The growing movement to reform the justice system will clash with efforts to be tougher on crime in this election year. The change movement is highlighted by deep-pocketed support for district attorney candidates who are inclined to see the justice system as too hard in meting out punishment, especially to people of color. On the other hand, a sense of rising crime is leading to an effort to reform the reforms passed by voters earlier in the decade that allow some arrested criminals to avoid punishment.

In a ground-up movement to change the system, liberal billionaire George Soros is funding a number of DA challengers throughout California. He supplied money to try and unseat district attorneys in Alameda, Sacramento and San Diego counties by replacing them with candidates more in line with the movement to end mass incarcerations and re-do the justice system.

Soros has been at this for a few years attempting to build a national movement to change the justice system. He has poured millions of dollars into district attorney races in Florida, Illinois, Louisiana, Mississippi and Texas with a good measure of success. His candidates have taken 11 of 13 races in which he was involved.

A number of law enforcement officials in California are pushing back against the effort, arguing that the candidates Soros supports would be harmful for public safety.

Michele Hanisee, president of the Association of Deputy District Attorneys in Los Angeles wrote a scathing critique of the Soros backed candidate in San Diego County, Genevieve Jones-Wright: “His anointed candidate, to whom he has thrown a whopping $1.5 million, has announced she will never seek the death penalty, refuse to charge those under 25 with crimes that could lead to a life without parole sentence, not charge drug dealers who sell to cops, release accused criminals without bail, and wants to “decriminalize” low level offenses by refusing to prosecute them. For good measure, she also is in support of closing prisons altogether.”

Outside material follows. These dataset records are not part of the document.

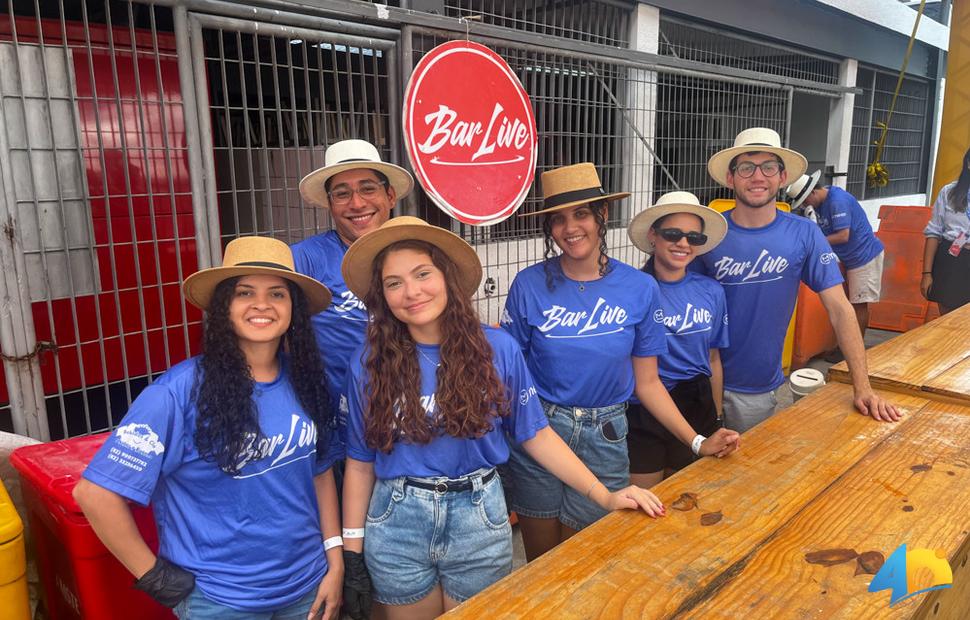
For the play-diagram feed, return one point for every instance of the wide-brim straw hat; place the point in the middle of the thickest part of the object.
(350, 155)
(715, 226)
(760, 139)
(570, 186)
(800, 189)
(358, 262)
(247, 256)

The Stephon Clark shooting has energized the Sacramento effort to unseat D.A. Anne Marie Schubert, which Schubert’s office is still investigating. Nevertheless, it has led to Schubert’s opponent, Noah Phillip, capturing not only Soros money but also an endorsement from U.S. Senator Kamala Harris as the race and the change movement becomes high profile. Schubert’s office got more positive news in helping to capture the alleged Golden State Killer.

California voters will not only be weighing in on the debate over justice reform at the district attorney/county level but in statewide races as well.

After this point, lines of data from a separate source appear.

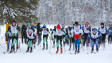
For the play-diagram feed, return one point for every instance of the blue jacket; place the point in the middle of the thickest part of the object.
(110, 31)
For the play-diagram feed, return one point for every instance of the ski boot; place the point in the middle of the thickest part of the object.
(78, 51)
(92, 50)
(97, 49)
(46, 46)
(27, 49)
(31, 50)
(43, 47)
(61, 51)
(57, 50)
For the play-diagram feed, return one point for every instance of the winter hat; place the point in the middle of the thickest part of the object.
(76, 23)
(62, 25)
(58, 27)
(44, 26)
(54, 27)
(102, 23)
(28, 24)
(29, 32)
(23, 22)
(94, 29)
(14, 21)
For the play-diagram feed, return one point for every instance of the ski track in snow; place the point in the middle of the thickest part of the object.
(44, 56)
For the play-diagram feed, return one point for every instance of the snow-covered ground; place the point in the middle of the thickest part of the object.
(49, 56)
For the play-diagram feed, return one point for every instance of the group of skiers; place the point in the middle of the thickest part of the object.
(72, 35)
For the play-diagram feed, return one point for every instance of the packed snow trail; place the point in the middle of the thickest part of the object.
(49, 56)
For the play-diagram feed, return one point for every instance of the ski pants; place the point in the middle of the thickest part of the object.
(109, 39)
(55, 39)
(45, 37)
(59, 41)
(77, 41)
(94, 41)
(71, 42)
(39, 39)
(23, 37)
(30, 43)
(14, 40)
(86, 39)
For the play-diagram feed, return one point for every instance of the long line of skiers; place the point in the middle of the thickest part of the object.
(75, 35)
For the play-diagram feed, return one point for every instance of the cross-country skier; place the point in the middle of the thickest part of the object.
(77, 36)
(39, 33)
(55, 36)
(23, 31)
(8, 38)
(71, 37)
(94, 39)
(30, 37)
(59, 38)
(103, 31)
(64, 35)
(45, 36)
(14, 31)
(86, 29)
(34, 31)
(110, 34)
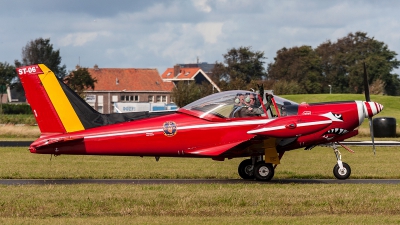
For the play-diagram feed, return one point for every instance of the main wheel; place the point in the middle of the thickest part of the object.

As I reported from the BizFed Institute Attorney General debate, when the four leading candidates were asked to list their top priorities for the job, current state Insurance Commissioner and AG candidate Dave Jones declared justice reform as his top concern, while all his opponents named public safety as their top issue.

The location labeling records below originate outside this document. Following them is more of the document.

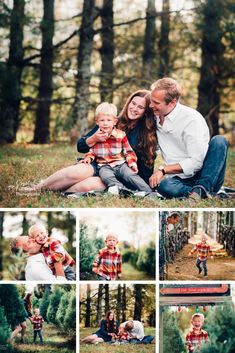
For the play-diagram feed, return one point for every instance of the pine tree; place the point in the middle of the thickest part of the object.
(220, 325)
(62, 309)
(70, 317)
(53, 305)
(13, 304)
(4, 328)
(172, 341)
(45, 303)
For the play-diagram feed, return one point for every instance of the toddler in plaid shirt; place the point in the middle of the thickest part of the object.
(196, 337)
(203, 251)
(116, 160)
(108, 263)
(36, 321)
(56, 257)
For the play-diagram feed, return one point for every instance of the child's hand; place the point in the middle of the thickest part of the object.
(134, 167)
(86, 160)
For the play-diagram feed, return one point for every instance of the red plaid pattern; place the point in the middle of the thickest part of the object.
(194, 340)
(115, 149)
(37, 322)
(203, 251)
(108, 264)
(53, 252)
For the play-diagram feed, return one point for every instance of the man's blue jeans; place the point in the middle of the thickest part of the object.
(198, 264)
(210, 178)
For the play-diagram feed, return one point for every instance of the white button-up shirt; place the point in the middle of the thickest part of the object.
(183, 138)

Meanwhile, the movement to alter Proposition 47 via the initiative route could end up in front of voters in November. Under Proposition 47, property thefts, forgeries, frauds, illegal drug use, and more under $950 are labeled consequence-free crimes because few arrested for such crimes serve any time, and perpetrators are aware of the nearly penalty free circumstances. The Prop 47 initiative amendment effort is intended to reform the parole system so violent felons are not released from prison early, strengthen theft laws that deal with serial thieves and organized theft rings, and expand DNA collection of convicted criminals.

Are Californians still tough on crime as they constantly showed at the polls in the 1980s and 1990s? The only recent test was contrary ballot initiatives on the death penalty in 2016. One measure would end the death penalty (Proposition 62); the second (Proposition 66) would carry out the death penalty punishment more swiftly. Proposition 66 prevailed, barely 51% to 49%. Proposition 62 was defeated by over 6 percentage points.

It seems California voters once again will have a chance to weigh in on different visions of how the justice system should work in this year’s elections.